City of Atlanta graphic of deep storage tunnel
A new deep storage tunnel for the CSO facility connected to Tanyard Creek became operational in November of 2008. The tunnel was a less expensive fix than installing larger sewage pipes, and it is able to contain most of the CSOs coming from Midtown Atlanta. A total of 42 sewer discharges were recorded at the facility in 2008, none were recorded in 2009, and only one in 2011 and two in 2012. The total annual volume discharged from the CSO facility was reduced from 154 million gallons in 2008 to six million gallons in 2012.

The effects of the remediation effort were dramatic, Vazquez-Prokopec says. “From 2008 to 2009, it was like, ‘Boom!’”

The before-and-after data showed the water quality continued to improve through October of 2012 when the study was completed. “The ammonia and nitrate levels were down, and the oxygen levels went from really low to normal,” Vazquez-Prokopec says. “We’re seeing an urban stream as healthy as an urban stream can be, with wildlife coming back, including turtles, tadpoles, frogs and water snakes. And the main vector of West Nile virus is disappearing.”

A cup-sized dip of water from Tanyard Creek that previously contained hundreds of Culex mosquito larvae now may have 10 Culex larvae, Vazquez-Prokopec says.

Atlanta has about 40 different species of mosquitoes, he notes. The Culex is the main species that can carry the West Nile virus in the city, and it happens to prefer polluted waters, making the old CSO system and frequent heavy rains a perfect storm for an outbreak of the disease.
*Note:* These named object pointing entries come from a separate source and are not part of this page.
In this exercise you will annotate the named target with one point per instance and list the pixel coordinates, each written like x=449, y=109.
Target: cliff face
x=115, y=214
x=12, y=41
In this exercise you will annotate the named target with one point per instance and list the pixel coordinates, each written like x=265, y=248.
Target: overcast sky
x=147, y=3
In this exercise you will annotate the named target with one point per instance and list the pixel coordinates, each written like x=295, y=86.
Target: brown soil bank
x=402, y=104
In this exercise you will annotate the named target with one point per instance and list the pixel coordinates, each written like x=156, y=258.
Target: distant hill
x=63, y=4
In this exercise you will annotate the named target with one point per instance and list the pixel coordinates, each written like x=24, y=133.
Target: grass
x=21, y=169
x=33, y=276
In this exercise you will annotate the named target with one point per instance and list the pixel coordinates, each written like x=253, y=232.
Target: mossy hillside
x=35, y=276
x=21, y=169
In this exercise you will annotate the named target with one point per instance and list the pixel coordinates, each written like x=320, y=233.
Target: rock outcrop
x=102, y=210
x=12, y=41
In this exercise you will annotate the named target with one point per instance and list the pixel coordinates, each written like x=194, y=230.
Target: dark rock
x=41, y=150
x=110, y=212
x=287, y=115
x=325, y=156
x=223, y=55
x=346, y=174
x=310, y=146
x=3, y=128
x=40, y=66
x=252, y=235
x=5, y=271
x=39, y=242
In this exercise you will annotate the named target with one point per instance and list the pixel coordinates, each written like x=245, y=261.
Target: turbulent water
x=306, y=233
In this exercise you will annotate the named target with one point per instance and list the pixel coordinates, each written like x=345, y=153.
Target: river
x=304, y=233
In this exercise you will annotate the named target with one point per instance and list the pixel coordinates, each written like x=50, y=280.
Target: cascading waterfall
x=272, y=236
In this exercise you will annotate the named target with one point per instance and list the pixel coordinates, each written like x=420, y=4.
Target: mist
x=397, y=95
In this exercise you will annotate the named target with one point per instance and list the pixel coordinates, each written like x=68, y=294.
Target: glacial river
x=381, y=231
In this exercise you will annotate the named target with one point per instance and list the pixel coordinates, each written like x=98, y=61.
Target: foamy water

Rapid urban growth means rapid changes throughout an ecosystem, a fact that will increasingly present challenges to public health. “In 2007, the human world population shifted from primarily rural to more urban,” Vazquez-Prokopec says. “That’s a huge and important milestone in history. We have to understand that our own health is not separate from the health of the environment.”